A downloader for KNMI weather datasets
Project description
KNMI Dataset Downloader
A Python package for easily downloading datasets from the KNMI (Royal Netherlands Meteorological Institute) Data Platform. This tool supports concurrent downloads and provides both a command-line interface and a Python API.
Background
This project was inspired by my experience working at Clairify [www.clairify.io], where I worked extensively with KNMI datasets. After leaving, I had more time to create this tool to address the need for a more streamlined download process. The goal was to simplify dataset acquisition for Python projects, making it easier for developers and data scientists to work with KNMI's valuable meteorological data.
Features
- Concurrent downloads for improved performance
- Progress bars for both overall and individual file downloads
- Support for date range filtering
- Skips already downloaded files
- Both CLI and Python API interfaces
- Detailed download statistics
- Anonymous API key support with automatic fetching
- Built with Kiota-generated API client for type-safe KNMI API interactions
- Request timeouts for improved reliability
Installation
You can install the package using pip:
pip install knmi-dataset-downloader
Prerequisites
- Python 3.7 or higher
- A KNMI Data Platform API key (optional - will use anonymous API key if not provided)
Usage
Command Line Interface
The simplest way to use the downloader is through the command line:
# Using your own API key
knmi-download --api-key YOUR_API_KEY --start-date 2024-01-01T00:00:00 --end-date 2024-01-31T23:59:59
# Using anonymous API key (automatically fetched)

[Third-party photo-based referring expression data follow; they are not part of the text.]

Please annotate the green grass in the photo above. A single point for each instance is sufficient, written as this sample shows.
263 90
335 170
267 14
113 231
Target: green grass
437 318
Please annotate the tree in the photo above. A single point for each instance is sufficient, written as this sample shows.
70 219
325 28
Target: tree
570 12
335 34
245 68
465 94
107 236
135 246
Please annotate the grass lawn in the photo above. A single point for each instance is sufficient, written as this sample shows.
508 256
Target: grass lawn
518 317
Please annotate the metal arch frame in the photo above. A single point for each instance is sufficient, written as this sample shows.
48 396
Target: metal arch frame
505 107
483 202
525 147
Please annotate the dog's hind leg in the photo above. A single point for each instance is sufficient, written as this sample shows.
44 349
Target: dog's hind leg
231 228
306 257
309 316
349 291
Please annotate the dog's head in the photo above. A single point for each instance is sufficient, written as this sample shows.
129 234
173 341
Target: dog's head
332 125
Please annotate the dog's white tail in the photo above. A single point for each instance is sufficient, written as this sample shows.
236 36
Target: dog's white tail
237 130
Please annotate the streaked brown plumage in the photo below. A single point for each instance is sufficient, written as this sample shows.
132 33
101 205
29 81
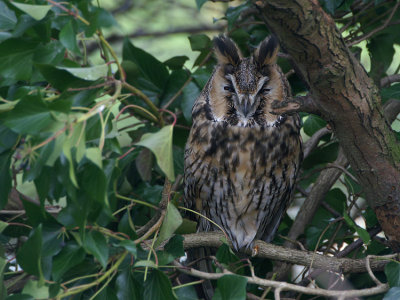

knmi-download --start-date 2024-01-01 --end-date 2024-01-31
# Limit the number of files to download
knmi-download --start-date 2024-01-01 --end-date 2024-01-31 --limit 5
Available options:
Options:
-d, --dataset TEXT Name of the dataset to download (default: Actuele10mindataKNMIstations)
-v, --version TEXT Version of the dataset (default: 2)
-c, --concurrent INT Maximum number of concurrent downloads (default: 10)
-s, --start-date TEXT Start date in ISO 8601 format (e.g., 2024-01-01T00:00:00 or 2024-01-01)
Default is 1 hour and 30 minutes ago
-e, --end-date TEXT End date in ISO 8601 format (e.g., 2024-01-01T00:00:00 or 2024-01-01)
Default is now
--api-key TEXT KNMI API key (optional - will fetch anonymous API key if not provided)
-o, --output-dir PATH Output directory for downloaded files
--limit INT Maximum number of files to download (optional)
--help Show this message and exit
Python API
You can also use the package in your Python code:
from knmi_dataset_downloader import dataset
import asyncio
from datetime import datetime
async def main():
# Download files for a specific date range
stats = await dataset.download(
api_key="YOUR_API_KEY", # Optional - will use anonymous API key if not provided
dataset_name="Actuele10mindataKNMIstations", # Optional - uses default if not provided
version="2", # Optional - uses default if not provided
max_concurrent=10, # Optional - uses default if not provided
output_dir="path/to/output", # Optional - uses default if not provided
start_date=datetime(2024, 1, 1),
end_date=datetime(2024, 1, 31),
limit=5 # Optional - limit the number of files to download
)
# Access download statistics
print(f"Total files found: {stats.total_files}")
print(f"Files downloaded: {stats.downloaded_files}")
print(f"Files skipped: {stats.skipped_files}")
# Run the download
if __name__ == "__main__":
asyncio.run(main())
Download Statistics
After each download session, the tool provides detailed statistics including:
- Total number of files found
- Number of files already present (skipped)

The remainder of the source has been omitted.